Comment on: Kim et al. (2010) Hypothalamic Angptl4/Fiaf Is a Novel Regulator of Food Intake and Body Weight. Diabetes;59:2772–2780

  1. Ehud Ur1,3
  1. 1Department of Obstetrics and Gynaecology, Faculty of Medicine, Dalhousie University, Halifax, Nova Scotia, Canada;
  2. 2Department of Physiology and Biophysics, Faculty of Medicine, Dalhousie University, Halifax, Nova Scotia, Canada;
  3. 3Division of Endocrinology and Metabolism, Faculty of Medicine, Dalhousie University, Halifax, Nova Scotia, Canada.
  1. Corresponding author: Michael Wilkinson, mwilk{at}

The article by Kim et al. (1) outlines a detailed series of experiments that purport to establish angiopoietin-like protein 4(Angptl4)/fasting- induced adipose factor (Fiaf) as a novel hypothalamic regulator of food intake and body weight in the mouse.
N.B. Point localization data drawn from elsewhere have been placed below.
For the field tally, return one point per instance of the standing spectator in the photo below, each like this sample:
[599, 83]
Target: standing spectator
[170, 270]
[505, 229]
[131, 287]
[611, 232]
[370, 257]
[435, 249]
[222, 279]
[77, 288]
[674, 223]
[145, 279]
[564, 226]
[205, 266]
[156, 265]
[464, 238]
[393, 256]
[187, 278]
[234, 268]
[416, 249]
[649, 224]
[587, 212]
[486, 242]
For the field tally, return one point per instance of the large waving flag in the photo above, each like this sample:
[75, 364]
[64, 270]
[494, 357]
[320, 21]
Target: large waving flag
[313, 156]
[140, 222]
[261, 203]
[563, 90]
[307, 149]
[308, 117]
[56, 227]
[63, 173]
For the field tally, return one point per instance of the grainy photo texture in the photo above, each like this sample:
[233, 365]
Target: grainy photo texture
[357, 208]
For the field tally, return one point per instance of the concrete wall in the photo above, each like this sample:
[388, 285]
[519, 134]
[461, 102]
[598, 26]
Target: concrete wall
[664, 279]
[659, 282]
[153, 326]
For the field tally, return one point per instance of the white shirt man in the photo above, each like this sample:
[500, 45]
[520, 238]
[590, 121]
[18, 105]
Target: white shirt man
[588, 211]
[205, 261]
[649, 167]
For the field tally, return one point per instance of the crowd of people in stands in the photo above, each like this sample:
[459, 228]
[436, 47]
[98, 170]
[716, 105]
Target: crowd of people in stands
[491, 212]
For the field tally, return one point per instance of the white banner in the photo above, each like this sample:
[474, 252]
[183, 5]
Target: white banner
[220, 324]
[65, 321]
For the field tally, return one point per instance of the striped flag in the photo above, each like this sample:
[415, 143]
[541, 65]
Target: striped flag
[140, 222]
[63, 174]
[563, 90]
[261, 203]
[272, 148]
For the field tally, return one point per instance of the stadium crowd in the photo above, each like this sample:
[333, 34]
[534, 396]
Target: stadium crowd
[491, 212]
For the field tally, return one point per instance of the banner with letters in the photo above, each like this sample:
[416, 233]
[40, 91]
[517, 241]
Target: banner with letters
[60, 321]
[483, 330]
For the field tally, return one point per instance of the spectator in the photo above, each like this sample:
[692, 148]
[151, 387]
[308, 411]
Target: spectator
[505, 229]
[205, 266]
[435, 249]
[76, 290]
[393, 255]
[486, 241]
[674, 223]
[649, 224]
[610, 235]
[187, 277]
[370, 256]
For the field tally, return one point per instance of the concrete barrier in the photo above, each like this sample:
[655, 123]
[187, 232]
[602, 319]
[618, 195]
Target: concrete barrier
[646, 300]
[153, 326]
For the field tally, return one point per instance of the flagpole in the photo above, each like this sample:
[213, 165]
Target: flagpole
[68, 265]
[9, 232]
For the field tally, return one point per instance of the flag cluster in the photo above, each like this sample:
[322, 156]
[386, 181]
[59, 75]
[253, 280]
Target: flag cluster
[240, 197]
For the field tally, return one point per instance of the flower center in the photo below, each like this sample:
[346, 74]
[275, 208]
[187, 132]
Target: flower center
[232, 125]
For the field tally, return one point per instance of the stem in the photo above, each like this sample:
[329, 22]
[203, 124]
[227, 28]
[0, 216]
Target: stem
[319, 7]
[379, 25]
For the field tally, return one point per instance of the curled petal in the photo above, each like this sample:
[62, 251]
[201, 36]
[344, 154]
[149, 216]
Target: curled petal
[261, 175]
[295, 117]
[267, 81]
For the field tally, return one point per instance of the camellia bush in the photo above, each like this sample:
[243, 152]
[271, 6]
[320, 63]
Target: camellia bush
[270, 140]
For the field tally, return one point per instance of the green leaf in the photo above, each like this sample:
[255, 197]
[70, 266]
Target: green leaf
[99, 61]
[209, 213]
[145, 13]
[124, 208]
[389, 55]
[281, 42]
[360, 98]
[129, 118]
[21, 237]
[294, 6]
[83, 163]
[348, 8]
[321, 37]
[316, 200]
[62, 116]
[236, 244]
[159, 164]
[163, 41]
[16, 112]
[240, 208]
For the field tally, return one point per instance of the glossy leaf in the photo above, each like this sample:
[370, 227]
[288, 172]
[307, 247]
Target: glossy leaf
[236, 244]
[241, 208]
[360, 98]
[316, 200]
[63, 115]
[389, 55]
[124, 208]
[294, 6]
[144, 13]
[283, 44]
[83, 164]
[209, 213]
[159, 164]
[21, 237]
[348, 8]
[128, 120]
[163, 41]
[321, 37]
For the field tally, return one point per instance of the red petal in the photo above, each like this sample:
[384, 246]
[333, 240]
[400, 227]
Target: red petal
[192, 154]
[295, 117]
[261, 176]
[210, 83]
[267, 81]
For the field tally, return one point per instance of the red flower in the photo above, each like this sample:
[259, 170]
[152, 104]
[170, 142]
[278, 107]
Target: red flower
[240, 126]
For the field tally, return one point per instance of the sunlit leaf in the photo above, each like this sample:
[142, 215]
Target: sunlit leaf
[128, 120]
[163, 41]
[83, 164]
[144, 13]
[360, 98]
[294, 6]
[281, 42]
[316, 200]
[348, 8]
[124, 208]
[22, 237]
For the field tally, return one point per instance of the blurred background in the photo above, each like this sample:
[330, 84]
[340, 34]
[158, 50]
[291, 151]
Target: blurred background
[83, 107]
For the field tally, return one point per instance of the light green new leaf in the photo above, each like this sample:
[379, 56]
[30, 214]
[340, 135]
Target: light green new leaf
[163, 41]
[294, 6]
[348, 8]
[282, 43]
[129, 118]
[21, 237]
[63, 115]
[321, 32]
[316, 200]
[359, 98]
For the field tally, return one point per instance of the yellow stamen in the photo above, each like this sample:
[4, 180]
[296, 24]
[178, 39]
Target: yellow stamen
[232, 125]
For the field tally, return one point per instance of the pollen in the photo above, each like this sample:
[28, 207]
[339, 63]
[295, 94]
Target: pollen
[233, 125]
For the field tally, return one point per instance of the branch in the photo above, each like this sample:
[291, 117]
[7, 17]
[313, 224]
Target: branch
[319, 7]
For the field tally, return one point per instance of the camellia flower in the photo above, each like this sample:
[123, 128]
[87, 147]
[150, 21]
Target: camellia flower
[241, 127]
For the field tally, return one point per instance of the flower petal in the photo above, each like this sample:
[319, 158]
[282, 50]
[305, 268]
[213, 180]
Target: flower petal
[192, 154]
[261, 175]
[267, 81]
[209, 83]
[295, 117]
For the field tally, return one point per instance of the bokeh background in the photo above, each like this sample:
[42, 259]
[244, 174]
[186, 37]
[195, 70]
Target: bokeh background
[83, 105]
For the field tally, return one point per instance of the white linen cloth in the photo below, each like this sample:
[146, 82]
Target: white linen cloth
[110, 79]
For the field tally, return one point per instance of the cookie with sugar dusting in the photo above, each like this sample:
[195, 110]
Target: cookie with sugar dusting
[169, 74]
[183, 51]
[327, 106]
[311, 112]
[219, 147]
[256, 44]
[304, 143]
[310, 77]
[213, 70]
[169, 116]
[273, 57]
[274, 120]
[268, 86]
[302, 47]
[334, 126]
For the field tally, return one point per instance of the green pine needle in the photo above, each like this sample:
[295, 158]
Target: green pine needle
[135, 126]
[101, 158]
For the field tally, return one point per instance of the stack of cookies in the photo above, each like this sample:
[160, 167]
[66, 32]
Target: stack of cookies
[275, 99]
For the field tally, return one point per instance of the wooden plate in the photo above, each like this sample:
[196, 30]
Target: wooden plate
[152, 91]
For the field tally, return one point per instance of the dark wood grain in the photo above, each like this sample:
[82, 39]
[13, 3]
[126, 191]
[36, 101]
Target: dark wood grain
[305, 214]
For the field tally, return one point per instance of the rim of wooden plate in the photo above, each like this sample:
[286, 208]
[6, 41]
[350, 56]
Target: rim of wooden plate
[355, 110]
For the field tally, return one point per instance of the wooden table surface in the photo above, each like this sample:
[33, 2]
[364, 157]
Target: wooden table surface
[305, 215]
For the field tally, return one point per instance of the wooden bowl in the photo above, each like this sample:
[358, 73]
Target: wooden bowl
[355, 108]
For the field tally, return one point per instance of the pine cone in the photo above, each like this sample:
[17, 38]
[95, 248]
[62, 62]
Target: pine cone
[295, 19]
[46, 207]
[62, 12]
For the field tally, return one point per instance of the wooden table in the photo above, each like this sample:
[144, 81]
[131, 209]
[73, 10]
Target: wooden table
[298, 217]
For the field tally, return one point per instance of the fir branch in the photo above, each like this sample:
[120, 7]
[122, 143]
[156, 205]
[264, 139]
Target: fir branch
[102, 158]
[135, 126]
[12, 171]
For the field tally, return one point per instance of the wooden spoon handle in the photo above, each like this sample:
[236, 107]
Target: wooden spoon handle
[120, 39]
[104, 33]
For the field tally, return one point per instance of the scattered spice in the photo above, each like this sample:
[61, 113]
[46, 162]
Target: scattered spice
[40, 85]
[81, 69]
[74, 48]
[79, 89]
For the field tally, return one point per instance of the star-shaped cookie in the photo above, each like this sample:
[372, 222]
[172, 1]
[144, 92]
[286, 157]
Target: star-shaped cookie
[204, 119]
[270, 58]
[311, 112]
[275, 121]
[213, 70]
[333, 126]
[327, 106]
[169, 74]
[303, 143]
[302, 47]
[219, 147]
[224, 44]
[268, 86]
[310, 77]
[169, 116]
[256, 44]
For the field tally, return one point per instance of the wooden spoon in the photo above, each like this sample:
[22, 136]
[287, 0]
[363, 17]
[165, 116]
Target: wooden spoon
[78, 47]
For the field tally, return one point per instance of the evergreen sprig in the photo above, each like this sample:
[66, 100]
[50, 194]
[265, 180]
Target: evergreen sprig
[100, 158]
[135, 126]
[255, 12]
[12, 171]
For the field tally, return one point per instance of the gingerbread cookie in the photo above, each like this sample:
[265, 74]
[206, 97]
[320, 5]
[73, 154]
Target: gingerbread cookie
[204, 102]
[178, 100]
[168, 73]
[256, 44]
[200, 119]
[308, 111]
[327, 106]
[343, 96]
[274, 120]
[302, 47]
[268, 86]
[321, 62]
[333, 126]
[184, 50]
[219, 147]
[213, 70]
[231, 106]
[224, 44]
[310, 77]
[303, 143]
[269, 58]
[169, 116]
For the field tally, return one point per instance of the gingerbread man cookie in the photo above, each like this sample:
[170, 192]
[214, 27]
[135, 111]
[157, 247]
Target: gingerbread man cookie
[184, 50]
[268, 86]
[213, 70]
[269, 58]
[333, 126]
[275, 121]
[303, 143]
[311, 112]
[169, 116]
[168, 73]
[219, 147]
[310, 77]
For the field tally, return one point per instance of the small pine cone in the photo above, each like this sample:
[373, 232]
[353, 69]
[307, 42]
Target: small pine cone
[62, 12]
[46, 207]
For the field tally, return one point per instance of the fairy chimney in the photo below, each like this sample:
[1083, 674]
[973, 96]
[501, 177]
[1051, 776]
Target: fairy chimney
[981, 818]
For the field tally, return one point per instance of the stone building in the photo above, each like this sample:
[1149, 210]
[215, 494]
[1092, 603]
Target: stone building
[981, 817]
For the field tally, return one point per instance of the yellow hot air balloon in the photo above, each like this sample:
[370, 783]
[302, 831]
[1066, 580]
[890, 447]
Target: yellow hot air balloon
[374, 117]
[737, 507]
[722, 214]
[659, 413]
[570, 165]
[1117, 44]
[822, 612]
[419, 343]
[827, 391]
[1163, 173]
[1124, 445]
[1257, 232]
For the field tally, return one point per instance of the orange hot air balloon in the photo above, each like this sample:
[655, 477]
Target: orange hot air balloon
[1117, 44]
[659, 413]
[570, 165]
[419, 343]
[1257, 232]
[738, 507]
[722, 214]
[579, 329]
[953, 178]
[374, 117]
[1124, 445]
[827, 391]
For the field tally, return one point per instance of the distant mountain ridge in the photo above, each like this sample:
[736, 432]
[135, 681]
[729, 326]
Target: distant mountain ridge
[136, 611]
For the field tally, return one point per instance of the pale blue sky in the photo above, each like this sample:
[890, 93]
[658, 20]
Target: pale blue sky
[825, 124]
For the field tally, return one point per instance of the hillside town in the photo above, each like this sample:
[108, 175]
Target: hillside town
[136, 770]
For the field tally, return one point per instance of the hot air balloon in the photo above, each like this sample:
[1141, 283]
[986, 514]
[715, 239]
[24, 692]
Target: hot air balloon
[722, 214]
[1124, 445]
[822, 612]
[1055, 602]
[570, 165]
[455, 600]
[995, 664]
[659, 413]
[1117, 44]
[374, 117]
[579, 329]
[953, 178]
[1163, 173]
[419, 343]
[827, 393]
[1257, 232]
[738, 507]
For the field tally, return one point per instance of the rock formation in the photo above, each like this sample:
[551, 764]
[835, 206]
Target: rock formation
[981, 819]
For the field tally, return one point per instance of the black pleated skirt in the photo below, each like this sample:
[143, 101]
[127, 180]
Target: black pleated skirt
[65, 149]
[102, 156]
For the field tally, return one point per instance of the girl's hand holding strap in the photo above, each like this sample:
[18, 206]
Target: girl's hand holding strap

Although the results of this study are impressive, we note that all previous publications on the regulation of fiaf in the murine brain were overlooked. For example, in our ongoing studies of adipokine gene expression in the nervous system (2), we provided the first evidence that fiaf mRNA was readily detectable, by RT-PCR and by Northern analysis, in the mouse hypothalamus, cortex, and pituitary gland (3) as well as in the rat brain following traumatic brain injury (TBI) (4). However, in contrast to the findings of Kim et al. (1), we failed to observe an effect of fasting on mouse hypothalamic fiaf mRNA (3), though the fasting-induced increase in adipose fiaf expression is in agreement with their observations. The reasons for the conflicting results in hypothalamus could be due to the use of nonidentical fasting periods, methodological discrepancy including brain dissection, and how fiaf expression was measured, or the use of different mouse strains of varying ages. Further, the evidence for FIAF immunofluorescence localized to hypothalamic neurons provided by Kim et al. (1) complements our own previously published studies where we quantified fiaf mRNA in cultured hypothalamic neurons (5,6). Moreover, we provided evidence for the CCAAT/enhancer binding protein α–dependent regulation of hypothalamic-derived fiaf (6), a transcription factor implicated in the regulation of proinflammmatory processes within the central nervous system. Additionally, fiaf gene expression was inducible in the central nervous system by lipopolysaccharide both in vitro and in vivo (7), as well as by hypoxia/ischemia (8) and TBI (4), equally suggesting a role for centrally-derived FIAF in brain injury and repair.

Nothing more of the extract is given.